Il cuore del sistema è una blockchain immutabile, centralizzata e verificabile, progettata per garantire l’univocità e la protezione dei dati. Il meccanismo si basa su un’infrastruttura che combina tecniche avanzate di crittografia e un sistema di log centralizzato, capace di registrare ogni operazione effettuata durante il concorso. Ogni interazione – dall’invio delle candidature alle fasi di valutazione – viene tracciata e resa non modificabile.
Blockchain centralizzata, le criticità interpretative
Come detto sopra, il sistema adottato per i concorsi pubblici si basa su una “blockchain immutabile, centralizzata e verificabile”, integrata con strumenti di crittografia avanzata e log centralizzati. Per la verifica dell’integrità dei dati, i candidati non hanno accesso diretto al sistema, ma devono presentare una richiesta tramite PEC all’indirizzo concorsi@pec.formez.it, secondo quanto previsto dalla legge 241/1990, con tempi di risposta che possono arrivare fino a 90 giorni.
Sul piano tecnico, la definizione di “blockchain centralizzata” solleva però alcune criticità interpretative. Per sua natura, infatti, una blockchain è un registro distribuito: se è centralizzata è un database con hashing, non una blockchain. Il candidato non ha modo di verificare nulla autonomamente, deve fidarsi dell’ente che è anche giudice e parte. Il tema diventa particolarmente sensibile se si considera l’ampiezza delle procedure: in concorsi con decine di migliaia di partecipanti, come nel caso dei bandi dell’Agenzia delle Entrate, il rischio di contenziosi amministrativi non è trascurabile.
Un modello alternativo è quello proposto da Notarify, startup italiana attiva dal 2020 nel settore della notarizzazione digitale. La società utilizza una logica di blockchain pubbliche distribuite, registrando le prove crittografiche su reti come Bitcoin, Ethereum, TON e Solana, composte da migliaia di nodi indipendenti.
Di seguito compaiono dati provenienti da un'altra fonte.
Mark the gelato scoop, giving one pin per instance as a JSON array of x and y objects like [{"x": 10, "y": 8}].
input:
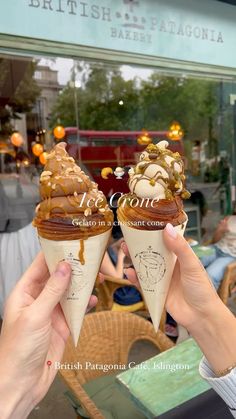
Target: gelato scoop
[
  {"x": 72, "y": 207},
  {"x": 157, "y": 188}
]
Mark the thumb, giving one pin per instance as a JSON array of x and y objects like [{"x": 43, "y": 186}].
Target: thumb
[
  {"x": 53, "y": 290},
  {"x": 188, "y": 261}
]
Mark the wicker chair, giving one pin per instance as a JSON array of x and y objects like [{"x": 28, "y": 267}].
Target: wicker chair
[
  {"x": 105, "y": 293},
  {"x": 106, "y": 338},
  {"x": 228, "y": 282}
]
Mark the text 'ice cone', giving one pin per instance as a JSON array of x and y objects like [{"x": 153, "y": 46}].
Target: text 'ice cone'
[
  {"x": 157, "y": 189},
  {"x": 74, "y": 224}
]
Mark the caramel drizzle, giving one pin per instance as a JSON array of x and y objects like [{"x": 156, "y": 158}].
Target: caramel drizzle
[
  {"x": 172, "y": 182},
  {"x": 81, "y": 252}
]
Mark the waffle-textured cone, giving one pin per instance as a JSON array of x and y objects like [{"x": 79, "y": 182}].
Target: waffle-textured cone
[
  {"x": 154, "y": 265},
  {"x": 75, "y": 300}
]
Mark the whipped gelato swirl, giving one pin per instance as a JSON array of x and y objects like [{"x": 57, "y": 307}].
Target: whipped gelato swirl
[
  {"x": 159, "y": 174},
  {"x": 72, "y": 207},
  {"x": 157, "y": 189}
]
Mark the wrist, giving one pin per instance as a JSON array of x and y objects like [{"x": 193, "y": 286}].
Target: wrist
[
  {"x": 216, "y": 336},
  {"x": 14, "y": 403}
]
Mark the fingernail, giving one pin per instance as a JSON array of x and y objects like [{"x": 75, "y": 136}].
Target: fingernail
[
  {"x": 63, "y": 268},
  {"x": 122, "y": 245},
  {"x": 171, "y": 231}
]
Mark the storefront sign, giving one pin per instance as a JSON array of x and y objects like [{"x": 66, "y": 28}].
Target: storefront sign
[{"x": 197, "y": 31}]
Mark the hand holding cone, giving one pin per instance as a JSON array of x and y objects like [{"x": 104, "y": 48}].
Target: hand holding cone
[
  {"x": 74, "y": 224},
  {"x": 157, "y": 186}
]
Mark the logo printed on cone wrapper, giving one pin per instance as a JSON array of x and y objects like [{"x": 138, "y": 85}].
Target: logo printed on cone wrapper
[
  {"x": 152, "y": 268},
  {"x": 76, "y": 298},
  {"x": 161, "y": 261}
]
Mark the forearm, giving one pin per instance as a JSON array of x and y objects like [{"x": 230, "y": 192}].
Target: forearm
[
  {"x": 216, "y": 336},
  {"x": 13, "y": 404}
]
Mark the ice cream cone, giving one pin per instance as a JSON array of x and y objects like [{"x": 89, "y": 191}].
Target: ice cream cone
[
  {"x": 74, "y": 224},
  {"x": 76, "y": 298},
  {"x": 154, "y": 265}
]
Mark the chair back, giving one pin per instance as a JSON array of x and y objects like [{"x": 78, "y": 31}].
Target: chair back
[{"x": 105, "y": 341}]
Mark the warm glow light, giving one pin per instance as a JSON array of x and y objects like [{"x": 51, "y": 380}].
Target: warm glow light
[
  {"x": 43, "y": 158},
  {"x": 26, "y": 162},
  {"x": 59, "y": 132},
  {"x": 144, "y": 139},
  {"x": 17, "y": 139},
  {"x": 175, "y": 132},
  {"x": 37, "y": 149}
]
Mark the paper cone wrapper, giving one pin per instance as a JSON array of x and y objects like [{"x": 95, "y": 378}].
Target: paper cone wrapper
[
  {"x": 154, "y": 265},
  {"x": 75, "y": 300}
]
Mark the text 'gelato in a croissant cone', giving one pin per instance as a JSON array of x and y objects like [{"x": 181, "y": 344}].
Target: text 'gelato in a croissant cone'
[
  {"x": 156, "y": 196},
  {"x": 74, "y": 224}
]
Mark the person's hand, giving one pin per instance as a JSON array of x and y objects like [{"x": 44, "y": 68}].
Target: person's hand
[
  {"x": 193, "y": 302},
  {"x": 33, "y": 338},
  {"x": 191, "y": 293}
]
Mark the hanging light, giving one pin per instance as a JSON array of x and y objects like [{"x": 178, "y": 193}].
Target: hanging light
[
  {"x": 144, "y": 139},
  {"x": 43, "y": 158},
  {"x": 175, "y": 132},
  {"x": 37, "y": 149},
  {"x": 17, "y": 139},
  {"x": 59, "y": 132}
]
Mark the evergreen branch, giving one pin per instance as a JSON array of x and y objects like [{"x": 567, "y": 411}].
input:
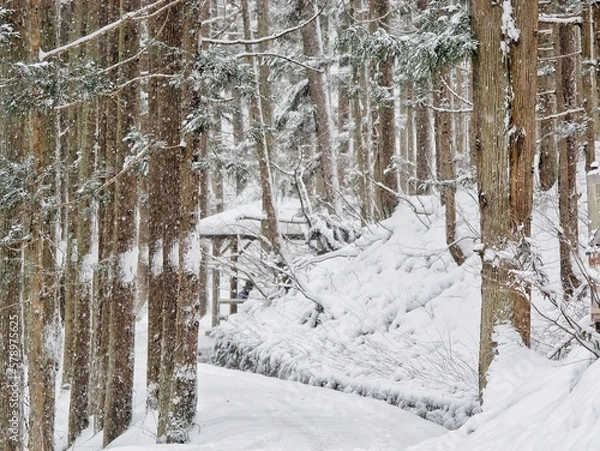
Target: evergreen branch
[
  {"x": 456, "y": 94},
  {"x": 277, "y": 55},
  {"x": 125, "y": 18},
  {"x": 269, "y": 38}
]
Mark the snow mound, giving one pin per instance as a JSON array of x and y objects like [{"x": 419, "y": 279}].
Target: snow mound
[
  {"x": 400, "y": 320},
  {"x": 532, "y": 404}
]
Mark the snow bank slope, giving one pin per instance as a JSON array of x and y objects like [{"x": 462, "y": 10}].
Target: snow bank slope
[
  {"x": 248, "y": 412},
  {"x": 401, "y": 321},
  {"x": 532, "y": 404}
]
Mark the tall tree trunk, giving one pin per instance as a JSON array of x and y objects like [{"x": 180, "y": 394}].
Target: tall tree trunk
[
  {"x": 79, "y": 410},
  {"x": 43, "y": 333},
  {"x": 317, "y": 94},
  {"x": 547, "y": 166},
  {"x": 164, "y": 109},
  {"x": 261, "y": 117},
  {"x": 183, "y": 397},
  {"x": 12, "y": 148},
  {"x": 500, "y": 122},
  {"x": 119, "y": 388},
  {"x": 567, "y": 155},
  {"x": 168, "y": 127},
  {"x": 445, "y": 165},
  {"x": 103, "y": 277},
  {"x": 522, "y": 145},
  {"x": 383, "y": 117},
  {"x": 588, "y": 84},
  {"x": 423, "y": 135}
]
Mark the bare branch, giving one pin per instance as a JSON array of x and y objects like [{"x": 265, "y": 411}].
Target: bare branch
[
  {"x": 134, "y": 15},
  {"x": 266, "y": 38},
  {"x": 277, "y": 55}
]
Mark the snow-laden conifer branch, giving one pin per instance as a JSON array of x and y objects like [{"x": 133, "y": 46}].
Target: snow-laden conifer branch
[
  {"x": 134, "y": 15},
  {"x": 271, "y": 37}
]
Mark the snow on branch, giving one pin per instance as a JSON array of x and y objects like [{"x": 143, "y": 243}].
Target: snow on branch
[
  {"x": 140, "y": 14},
  {"x": 265, "y": 38},
  {"x": 560, "y": 19}
]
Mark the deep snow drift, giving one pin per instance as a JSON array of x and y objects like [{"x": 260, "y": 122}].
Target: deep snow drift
[
  {"x": 400, "y": 321},
  {"x": 240, "y": 411}
]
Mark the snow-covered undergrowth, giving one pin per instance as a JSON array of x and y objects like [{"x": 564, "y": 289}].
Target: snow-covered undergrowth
[
  {"x": 400, "y": 320},
  {"x": 532, "y": 404}
]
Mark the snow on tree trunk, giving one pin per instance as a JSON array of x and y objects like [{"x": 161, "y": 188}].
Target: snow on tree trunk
[
  {"x": 119, "y": 388},
  {"x": 502, "y": 126}
]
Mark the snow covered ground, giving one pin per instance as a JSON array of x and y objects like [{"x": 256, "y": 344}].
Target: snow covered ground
[
  {"x": 240, "y": 411},
  {"x": 400, "y": 320},
  {"x": 400, "y": 324}
]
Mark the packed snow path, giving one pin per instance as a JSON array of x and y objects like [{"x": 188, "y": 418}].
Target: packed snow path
[{"x": 243, "y": 411}]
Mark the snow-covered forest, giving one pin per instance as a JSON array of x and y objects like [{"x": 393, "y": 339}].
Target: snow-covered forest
[{"x": 385, "y": 209}]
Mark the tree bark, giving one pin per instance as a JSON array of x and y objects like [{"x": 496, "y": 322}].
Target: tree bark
[
  {"x": 119, "y": 388},
  {"x": 318, "y": 97},
  {"x": 547, "y": 166},
  {"x": 43, "y": 337},
  {"x": 12, "y": 352},
  {"x": 384, "y": 126},
  {"x": 500, "y": 122},
  {"x": 261, "y": 118},
  {"x": 445, "y": 165},
  {"x": 588, "y": 85},
  {"x": 522, "y": 146}
]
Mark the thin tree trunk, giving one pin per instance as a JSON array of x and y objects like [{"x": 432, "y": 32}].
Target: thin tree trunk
[
  {"x": 261, "y": 117},
  {"x": 43, "y": 333},
  {"x": 103, "y": 278},
  {"x": 588, "y": 85},
  {"x": 521, "y": 147},
  {"x": 119, "y": 388},
  {"x": 500, "y": 122},
  {"x": 79, "y": 410},
  {"x": 446, "y": 167},
  {"x": 12, "y": 130},
  {"x": 183, "y": 397},
  {"x": 424, "y": 139},
  {"x": 567, "y": 157},
  {"x": 317, "y": 94},
  {"x": 383, "y": 119},
  {"x": 547, "y": 166},
  {"x": 168, "y": 126}
]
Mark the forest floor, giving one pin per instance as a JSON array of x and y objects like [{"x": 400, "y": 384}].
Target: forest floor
[
  {"x": 243, "y": 411},
  {"x": 400, "y": 324}
]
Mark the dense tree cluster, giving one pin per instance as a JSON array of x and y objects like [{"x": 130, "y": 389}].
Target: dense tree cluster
[{"x": 125, "y": 122}]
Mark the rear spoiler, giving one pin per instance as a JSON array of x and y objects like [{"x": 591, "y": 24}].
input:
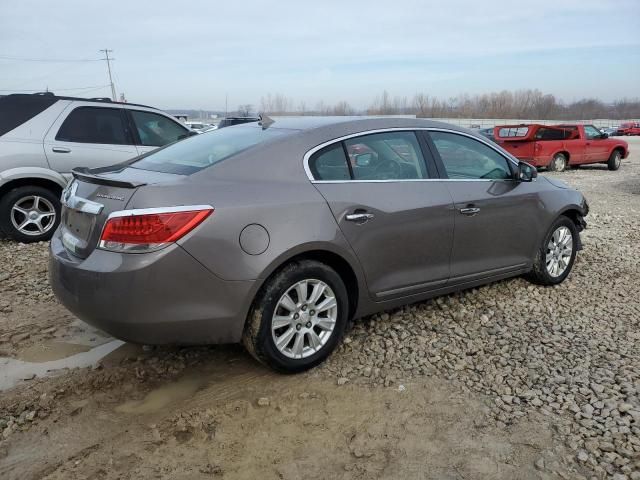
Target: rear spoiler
[{"x": 93, "y": 175}]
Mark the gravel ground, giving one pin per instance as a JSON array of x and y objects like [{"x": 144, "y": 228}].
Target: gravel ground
[{"x": 561, "y": 363}]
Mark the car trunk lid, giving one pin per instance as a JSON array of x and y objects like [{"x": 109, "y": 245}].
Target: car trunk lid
[{"x": 92, "y": 196}]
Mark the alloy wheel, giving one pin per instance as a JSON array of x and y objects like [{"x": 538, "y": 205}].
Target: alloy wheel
[
  {"x": 33, "y": 215},
  {"x": 559, "y": 251},
  {"x": 617, "y": 159},
  {"x": 304, "y": 318}
]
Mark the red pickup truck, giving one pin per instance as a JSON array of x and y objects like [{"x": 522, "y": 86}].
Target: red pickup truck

La società offre una notarizzazione basata su 4 chain pubbliche (Bitcoin, Ethereum, TON, Solana), con registri distribuiti veri, migliaia di nodi indipendenti. E anche una verifica autonoma e immediata del cittadino, senza PEC, senza intermediari, senza attendere risposte. Garantendo inoltre l’integrità eterna: la prova sopravvive anche a Notarify stessa, perché l’hash resta sui nodi pubblici. Il sistema è inoltre progettato in conformità con il DL 135/2018, articolo 8-ter, e con il regolamento europeo eIDAS, che riconosce valore probatorio ai servizi di certificazione digitale.
Il principio alla base è sintetizzabile così: “dalla fiducia in un ente alla certezza matematica verificabile da chiunque”.